We will end up with 12 Item objects. My advice is to only generate Y.Map objects when you really need the operations on the Y.Map to merge. It is often preferable to simply insert JSON objects instead and replace the whole JSON object whenever you want to change anything.

// only generate a single Item object with less metadata to keep track of
ymap.set('value', { x: 0, y: 0 })

If your application is heavy on the usage of Y.Array, then you should try to append to the previous insertion instead of pretending or inserting at a random position.

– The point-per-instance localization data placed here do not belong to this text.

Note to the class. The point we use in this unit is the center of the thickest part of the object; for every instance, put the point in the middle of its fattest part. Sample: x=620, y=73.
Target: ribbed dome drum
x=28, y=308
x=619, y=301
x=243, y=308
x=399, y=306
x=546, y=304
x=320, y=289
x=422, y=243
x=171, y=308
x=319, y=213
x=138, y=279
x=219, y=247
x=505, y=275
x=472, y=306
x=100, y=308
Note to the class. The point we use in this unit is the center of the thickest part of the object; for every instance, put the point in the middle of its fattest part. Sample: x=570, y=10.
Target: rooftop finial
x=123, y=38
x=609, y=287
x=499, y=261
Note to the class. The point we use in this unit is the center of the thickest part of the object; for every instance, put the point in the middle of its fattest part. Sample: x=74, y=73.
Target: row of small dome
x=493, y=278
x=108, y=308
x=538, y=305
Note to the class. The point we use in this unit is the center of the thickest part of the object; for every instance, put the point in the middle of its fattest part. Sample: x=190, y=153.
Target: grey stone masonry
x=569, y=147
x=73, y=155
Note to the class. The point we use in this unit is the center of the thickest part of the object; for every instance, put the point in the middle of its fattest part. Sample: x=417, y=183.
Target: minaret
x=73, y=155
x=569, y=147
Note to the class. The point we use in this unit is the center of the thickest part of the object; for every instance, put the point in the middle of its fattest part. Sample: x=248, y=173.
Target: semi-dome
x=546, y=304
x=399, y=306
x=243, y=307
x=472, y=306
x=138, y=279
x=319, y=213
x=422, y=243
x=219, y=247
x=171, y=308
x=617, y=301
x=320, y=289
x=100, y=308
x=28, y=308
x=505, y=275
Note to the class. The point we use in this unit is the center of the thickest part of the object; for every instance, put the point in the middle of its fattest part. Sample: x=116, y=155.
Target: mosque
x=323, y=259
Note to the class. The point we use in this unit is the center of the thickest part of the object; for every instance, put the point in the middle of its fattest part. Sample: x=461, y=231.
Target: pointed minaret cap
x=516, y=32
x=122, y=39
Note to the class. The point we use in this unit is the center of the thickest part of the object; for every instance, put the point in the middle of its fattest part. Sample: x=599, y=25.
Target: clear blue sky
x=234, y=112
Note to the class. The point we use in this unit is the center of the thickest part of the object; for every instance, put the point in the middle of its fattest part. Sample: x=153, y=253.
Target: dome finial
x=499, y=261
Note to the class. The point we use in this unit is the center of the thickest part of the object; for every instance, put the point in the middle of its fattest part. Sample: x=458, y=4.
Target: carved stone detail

// The following will always generate three distinct Item objects
yarray.insert(0, [1])
yarray.insert(0, [2])
yarray.insert(0, [3])

// The following will always generate a single Item object because content was inserted from left to right:
yarray.insert(0, [1])
yarray.insert(1, [2])
yarray.insert(2, [3])

In the future, I plan to publish more shared data types that are not that prone to the problem of inserting in “alternating order”. The Y.KeyValue data type is not prone to this problem as the benchmarks confirm. This might be something you use to replace your current usage of Y.Map.

Another approach to speed-up your backend is to use the experimental Ywasm package instead of Yjs for merging updates. See GitHub - y-crdt/y-crdt: Rust port of Yjs & ywasm - npm

There is a 3D application that is using Yjs as a data-model. They optimize for alternating order, however, in their case, it is really not possible to always prevent it. They ended up re-generating the Yjs document every few weeks to get rid of the unneeded metadata. Of course, a downside is that client’s can’t merge offline changes once the model is re-generated. I don’t think that this is necessary in your case as you can model drawing applications generally really well with Yjs.

dmonad · April 30, 2022, 11:08am

Just one last word on Y.mergeUpdates. It is crazy fast compared to loading a document to a Yjs document. However, it does not perform garbage-collection. You clients will spend some extra time to garbage-collect information that is not needed anymore. This actually can get pretty expensive over time if the server never performs garbage-collection.

You should try to load the document on the server to a Yjs document from time to time to perform garbage-collection.